TARANTO – C’è grande attesa, in fabbrica, per il ‘Piano industriale’ messo a  punto dall’Ilva  dopo il via libera dell’azienda alla  nuova  Autorizzazione Integrata Ambientale. 

Il siderurgico dovrà  infatti illustrare  come effettuerà gli investimenti di risanamento e, soprattutto, quali risorse finanziarie metterà in campo. 3 miliardi, al momento la somma di massima  stimata per gli interventi.

Interventi che tuttavia, l’azienda ha condizionato al  presupposto indispensabile del dissequestro degli impianti.

Un via libera alla facoltà d’uso che può essere deciso soltanto dalla Magistratura e che per ora resta escluso o quantomeno resta decisamente  improbabile.

Il nuovo testo dell’Aia, al momento, è sul tavolo dei giudici  per cui  la priorità resta quella di eliminare le emissioni inquinanti.

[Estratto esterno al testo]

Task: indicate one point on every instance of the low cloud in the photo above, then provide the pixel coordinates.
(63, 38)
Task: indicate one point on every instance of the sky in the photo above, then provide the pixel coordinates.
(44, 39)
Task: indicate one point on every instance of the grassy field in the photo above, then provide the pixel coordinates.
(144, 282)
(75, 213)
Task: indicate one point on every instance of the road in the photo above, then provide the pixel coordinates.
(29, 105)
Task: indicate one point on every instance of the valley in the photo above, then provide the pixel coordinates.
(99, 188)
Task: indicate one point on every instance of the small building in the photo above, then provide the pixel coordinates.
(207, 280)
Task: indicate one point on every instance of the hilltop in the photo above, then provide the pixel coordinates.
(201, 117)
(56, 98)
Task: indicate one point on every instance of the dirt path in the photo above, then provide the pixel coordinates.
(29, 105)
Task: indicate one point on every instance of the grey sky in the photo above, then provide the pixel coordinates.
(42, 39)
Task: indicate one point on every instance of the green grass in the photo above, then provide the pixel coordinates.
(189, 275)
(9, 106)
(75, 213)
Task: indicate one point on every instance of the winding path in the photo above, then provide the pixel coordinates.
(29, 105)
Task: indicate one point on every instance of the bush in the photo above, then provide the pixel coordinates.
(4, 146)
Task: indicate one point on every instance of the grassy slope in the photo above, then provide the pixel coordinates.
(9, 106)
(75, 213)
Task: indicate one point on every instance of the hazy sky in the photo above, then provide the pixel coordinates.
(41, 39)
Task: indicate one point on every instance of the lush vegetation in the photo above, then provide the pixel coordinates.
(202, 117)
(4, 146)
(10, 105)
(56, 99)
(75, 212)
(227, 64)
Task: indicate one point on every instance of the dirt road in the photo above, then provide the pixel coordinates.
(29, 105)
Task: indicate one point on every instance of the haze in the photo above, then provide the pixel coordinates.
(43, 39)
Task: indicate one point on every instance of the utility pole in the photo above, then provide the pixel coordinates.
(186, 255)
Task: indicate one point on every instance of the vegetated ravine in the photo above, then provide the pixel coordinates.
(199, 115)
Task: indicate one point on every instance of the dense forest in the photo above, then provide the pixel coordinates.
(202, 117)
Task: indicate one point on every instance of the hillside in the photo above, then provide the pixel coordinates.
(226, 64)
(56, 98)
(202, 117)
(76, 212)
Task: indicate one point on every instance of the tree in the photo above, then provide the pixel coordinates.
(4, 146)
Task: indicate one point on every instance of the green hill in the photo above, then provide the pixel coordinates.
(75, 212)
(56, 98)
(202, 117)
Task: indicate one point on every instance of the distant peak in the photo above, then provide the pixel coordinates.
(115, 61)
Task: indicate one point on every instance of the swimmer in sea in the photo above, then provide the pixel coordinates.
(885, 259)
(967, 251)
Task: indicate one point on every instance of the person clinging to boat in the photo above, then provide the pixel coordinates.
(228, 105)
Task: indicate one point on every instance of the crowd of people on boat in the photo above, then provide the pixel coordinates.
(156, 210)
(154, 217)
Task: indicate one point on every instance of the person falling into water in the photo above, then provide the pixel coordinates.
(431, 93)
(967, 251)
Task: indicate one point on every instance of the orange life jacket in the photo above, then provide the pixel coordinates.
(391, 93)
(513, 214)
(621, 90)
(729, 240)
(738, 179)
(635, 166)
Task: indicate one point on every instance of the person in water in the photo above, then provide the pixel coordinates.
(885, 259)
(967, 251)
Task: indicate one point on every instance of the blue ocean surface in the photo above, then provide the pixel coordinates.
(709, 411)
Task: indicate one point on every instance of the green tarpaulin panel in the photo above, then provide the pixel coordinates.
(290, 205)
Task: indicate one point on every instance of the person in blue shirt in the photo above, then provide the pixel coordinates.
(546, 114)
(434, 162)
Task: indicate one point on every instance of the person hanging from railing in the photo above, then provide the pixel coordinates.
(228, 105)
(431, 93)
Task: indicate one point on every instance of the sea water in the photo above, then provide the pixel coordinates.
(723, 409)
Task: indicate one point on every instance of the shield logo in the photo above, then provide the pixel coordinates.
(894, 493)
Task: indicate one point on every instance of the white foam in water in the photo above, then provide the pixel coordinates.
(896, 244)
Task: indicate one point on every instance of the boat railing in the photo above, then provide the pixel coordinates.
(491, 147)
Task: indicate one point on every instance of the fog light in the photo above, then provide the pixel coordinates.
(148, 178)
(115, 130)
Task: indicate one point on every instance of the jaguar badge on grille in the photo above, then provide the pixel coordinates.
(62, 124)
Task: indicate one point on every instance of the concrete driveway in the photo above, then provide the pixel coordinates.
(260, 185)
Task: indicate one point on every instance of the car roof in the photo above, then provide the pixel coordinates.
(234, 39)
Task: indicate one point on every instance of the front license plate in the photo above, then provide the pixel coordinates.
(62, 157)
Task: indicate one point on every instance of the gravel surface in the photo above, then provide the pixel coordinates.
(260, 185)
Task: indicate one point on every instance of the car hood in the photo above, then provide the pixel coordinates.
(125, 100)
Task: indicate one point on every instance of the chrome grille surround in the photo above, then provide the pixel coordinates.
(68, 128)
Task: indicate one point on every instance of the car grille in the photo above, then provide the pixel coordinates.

Le  primissime osservazioni avanzate dai custodi della Procura non sono positive.

Mentre, Giampiero Mancarelli, Assessore provinciale all’Ambiente, tra i firmatari dell’Aia per quanto riguarda gli enti locali, osserva che “la puntuale applicazione dell’Aia permette di avviare una svolta in direzione dell’eco-compatibilità del siderurgico”, l’Assessore regionale al Bilancio, Michele Pelillo, figura di rilievo nei Democratici tarantini dice, invece, che: “Si tratta di capire se l’Aia può realmente tutelare la salute dei cittadini” e invita la Magistratura ad andare avanti contro “la reiterazione del reato di disastro ambientale”.